A previously unknown immune regulatory mechanism involving antibodies that can selectively suppress the activity of T cells has been identified by a multi-institutional research team led by Osaka University. The findings were published in the journal Nature Communications.
Background
The immune system relies on T cells to respond to antigens presented on other cells. In autoimmune diseases, T cells mistakenly identify healthy cells as threats and attack them. Treatment of these conditions involves balancing the need to suppress this harmful immune activity with maintaining protective immunity.
Key Discovery
The study describes an antibody termed an "immune-induced TCR-like antibody" (iTab). Researchers found that iTabs are produced naturally during immune responses in mice. These antibodies function by mimicking a T cell receptor and binding to MHC class II molecules on antigen-presenting cells. This binding prevents T cells from recognizing specific antigens and initiating an immune response.
Experimental Findings
The researchers observed that when antigens included additional flanking regions at the ends of proteins, the immune system generated iTabs that bound to them, blocking T cell recognition.
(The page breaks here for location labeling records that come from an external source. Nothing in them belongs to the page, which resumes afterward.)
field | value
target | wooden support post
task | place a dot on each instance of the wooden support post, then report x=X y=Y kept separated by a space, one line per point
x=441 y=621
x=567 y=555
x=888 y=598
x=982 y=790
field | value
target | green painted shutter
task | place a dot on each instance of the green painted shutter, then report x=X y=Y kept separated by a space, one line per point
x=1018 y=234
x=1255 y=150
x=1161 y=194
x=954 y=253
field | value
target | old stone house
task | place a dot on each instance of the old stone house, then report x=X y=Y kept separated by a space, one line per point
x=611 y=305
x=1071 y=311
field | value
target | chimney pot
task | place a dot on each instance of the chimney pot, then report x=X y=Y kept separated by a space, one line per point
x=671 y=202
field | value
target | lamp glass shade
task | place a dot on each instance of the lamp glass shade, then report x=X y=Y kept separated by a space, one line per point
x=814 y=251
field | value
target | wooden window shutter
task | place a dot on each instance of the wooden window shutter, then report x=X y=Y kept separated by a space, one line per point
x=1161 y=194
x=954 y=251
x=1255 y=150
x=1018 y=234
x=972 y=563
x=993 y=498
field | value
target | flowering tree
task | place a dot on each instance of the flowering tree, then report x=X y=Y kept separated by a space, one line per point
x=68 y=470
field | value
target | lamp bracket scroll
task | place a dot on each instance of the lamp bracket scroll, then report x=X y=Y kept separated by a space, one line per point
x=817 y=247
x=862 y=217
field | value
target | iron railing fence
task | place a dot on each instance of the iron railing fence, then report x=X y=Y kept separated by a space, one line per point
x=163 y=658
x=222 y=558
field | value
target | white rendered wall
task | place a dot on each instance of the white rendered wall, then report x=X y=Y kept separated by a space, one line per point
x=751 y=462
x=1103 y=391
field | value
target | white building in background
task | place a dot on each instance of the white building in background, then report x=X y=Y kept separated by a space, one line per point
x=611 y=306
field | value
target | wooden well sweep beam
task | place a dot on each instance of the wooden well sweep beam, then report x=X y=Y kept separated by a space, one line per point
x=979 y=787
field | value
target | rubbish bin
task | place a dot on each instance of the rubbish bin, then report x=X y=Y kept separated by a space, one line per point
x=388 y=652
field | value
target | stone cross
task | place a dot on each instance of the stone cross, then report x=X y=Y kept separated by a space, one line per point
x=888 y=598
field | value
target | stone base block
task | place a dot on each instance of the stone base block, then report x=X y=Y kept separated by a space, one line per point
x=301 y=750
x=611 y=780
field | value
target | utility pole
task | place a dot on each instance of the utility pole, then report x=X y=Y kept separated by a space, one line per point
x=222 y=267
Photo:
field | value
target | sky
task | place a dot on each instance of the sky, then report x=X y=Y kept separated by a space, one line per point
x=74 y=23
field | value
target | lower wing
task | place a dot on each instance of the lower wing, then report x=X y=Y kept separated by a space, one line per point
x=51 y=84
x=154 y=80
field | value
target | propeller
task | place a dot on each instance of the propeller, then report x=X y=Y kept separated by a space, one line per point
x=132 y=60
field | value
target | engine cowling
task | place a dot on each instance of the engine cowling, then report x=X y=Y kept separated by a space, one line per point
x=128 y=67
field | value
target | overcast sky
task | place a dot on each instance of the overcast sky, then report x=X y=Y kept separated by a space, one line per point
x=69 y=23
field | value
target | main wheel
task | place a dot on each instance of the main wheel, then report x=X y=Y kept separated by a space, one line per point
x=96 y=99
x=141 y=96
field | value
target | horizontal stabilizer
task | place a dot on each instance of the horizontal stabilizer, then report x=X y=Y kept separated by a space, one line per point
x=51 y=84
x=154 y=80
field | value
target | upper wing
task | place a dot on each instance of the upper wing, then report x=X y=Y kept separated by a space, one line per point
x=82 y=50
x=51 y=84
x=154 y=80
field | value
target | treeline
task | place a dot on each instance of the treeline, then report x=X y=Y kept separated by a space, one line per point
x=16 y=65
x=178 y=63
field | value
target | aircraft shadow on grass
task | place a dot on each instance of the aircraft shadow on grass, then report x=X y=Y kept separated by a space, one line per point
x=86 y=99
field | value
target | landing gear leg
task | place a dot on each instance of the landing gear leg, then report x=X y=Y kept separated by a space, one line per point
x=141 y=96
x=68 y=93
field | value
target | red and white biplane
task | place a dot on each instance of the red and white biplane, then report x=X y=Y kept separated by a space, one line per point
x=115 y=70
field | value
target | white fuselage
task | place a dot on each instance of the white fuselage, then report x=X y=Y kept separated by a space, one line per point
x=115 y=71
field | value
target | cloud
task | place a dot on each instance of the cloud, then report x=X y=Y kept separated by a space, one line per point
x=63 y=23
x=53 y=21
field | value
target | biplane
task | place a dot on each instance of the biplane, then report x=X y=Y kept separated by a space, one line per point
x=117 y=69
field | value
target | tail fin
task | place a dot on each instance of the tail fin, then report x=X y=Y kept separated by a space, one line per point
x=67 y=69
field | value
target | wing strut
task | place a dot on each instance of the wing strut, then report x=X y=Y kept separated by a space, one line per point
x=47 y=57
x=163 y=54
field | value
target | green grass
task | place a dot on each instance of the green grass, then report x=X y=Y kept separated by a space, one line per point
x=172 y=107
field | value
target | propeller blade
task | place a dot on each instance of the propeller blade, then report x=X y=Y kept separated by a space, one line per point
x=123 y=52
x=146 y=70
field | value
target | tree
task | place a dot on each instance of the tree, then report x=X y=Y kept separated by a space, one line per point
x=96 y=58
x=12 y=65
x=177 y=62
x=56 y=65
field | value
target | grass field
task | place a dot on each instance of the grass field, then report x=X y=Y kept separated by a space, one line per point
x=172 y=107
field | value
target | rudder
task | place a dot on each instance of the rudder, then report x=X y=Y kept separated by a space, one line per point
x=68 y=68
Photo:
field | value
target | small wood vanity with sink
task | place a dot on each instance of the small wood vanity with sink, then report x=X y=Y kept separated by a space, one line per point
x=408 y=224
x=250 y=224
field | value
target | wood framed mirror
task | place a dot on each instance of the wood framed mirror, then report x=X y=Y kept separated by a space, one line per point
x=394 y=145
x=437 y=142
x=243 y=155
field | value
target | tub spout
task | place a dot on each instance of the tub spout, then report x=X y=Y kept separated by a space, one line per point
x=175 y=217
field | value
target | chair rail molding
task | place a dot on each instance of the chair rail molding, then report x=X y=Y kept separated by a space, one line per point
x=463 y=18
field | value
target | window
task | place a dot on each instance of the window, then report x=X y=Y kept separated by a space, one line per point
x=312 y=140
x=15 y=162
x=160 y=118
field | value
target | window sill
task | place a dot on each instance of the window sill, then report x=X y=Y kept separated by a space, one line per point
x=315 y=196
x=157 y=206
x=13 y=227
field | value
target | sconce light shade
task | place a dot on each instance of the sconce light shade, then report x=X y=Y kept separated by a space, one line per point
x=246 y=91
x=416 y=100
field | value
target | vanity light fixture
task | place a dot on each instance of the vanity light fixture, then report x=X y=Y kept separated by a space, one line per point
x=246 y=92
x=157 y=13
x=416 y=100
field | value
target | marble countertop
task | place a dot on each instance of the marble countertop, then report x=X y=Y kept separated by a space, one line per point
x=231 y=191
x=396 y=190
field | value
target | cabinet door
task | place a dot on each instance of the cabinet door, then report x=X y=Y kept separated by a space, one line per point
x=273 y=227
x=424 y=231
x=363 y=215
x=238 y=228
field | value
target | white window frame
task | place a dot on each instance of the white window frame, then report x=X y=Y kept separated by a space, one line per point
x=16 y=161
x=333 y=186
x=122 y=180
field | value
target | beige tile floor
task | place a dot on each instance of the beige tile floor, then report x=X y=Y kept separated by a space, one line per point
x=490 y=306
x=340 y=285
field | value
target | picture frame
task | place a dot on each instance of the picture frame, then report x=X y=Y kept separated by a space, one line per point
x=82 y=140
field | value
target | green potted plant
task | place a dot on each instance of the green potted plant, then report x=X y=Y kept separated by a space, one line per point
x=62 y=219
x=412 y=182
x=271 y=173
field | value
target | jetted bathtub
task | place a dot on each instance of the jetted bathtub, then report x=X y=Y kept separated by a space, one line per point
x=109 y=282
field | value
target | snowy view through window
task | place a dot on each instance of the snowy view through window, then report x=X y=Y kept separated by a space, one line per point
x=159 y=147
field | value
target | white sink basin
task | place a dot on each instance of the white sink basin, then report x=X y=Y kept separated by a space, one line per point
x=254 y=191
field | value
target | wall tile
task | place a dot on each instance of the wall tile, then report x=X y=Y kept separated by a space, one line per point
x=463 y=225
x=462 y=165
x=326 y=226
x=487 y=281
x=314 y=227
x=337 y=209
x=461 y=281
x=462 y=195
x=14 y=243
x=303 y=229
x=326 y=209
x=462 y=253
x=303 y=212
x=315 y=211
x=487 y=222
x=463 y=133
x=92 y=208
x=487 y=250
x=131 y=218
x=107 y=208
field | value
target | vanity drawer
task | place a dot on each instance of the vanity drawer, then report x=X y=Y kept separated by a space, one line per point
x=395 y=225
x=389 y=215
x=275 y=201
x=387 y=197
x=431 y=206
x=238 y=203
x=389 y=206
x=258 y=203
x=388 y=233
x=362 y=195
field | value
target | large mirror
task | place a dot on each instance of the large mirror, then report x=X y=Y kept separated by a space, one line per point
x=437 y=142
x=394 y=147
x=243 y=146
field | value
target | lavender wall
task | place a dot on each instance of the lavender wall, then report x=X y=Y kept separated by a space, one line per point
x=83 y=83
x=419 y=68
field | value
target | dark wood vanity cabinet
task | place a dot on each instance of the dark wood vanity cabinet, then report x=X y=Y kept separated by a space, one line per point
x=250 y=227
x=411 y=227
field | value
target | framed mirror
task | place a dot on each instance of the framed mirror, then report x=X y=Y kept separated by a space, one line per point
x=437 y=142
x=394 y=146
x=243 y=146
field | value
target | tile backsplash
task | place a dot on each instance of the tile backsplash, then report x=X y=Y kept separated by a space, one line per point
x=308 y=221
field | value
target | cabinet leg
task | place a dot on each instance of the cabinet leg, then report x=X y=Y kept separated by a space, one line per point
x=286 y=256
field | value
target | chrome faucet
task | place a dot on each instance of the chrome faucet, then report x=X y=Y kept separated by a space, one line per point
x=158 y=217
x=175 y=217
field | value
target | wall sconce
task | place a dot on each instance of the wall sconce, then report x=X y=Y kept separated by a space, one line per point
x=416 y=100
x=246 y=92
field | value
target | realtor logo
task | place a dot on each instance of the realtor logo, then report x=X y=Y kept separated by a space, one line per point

In a mouse model of an autoimmune disease similar to multiple sclerosis:
- Treatment with iTabs reduced disease severity.
- Treatment with iTabs delayed disease onset.
- Vaccination with peptides designed to induce iTab production also provided protection against the disease.
Potential Applications
The researchers proposed several potential applications based on the findings:
- Therapies that promote iTab production could treat conditions driven by overactive T cells while preserving other immune functions. This approach differs from current immunosuppressants, which suppress the entire immune system.
- Conversely, designing vaccines to avoid inducing iTabs might increase vaccine effectiveness.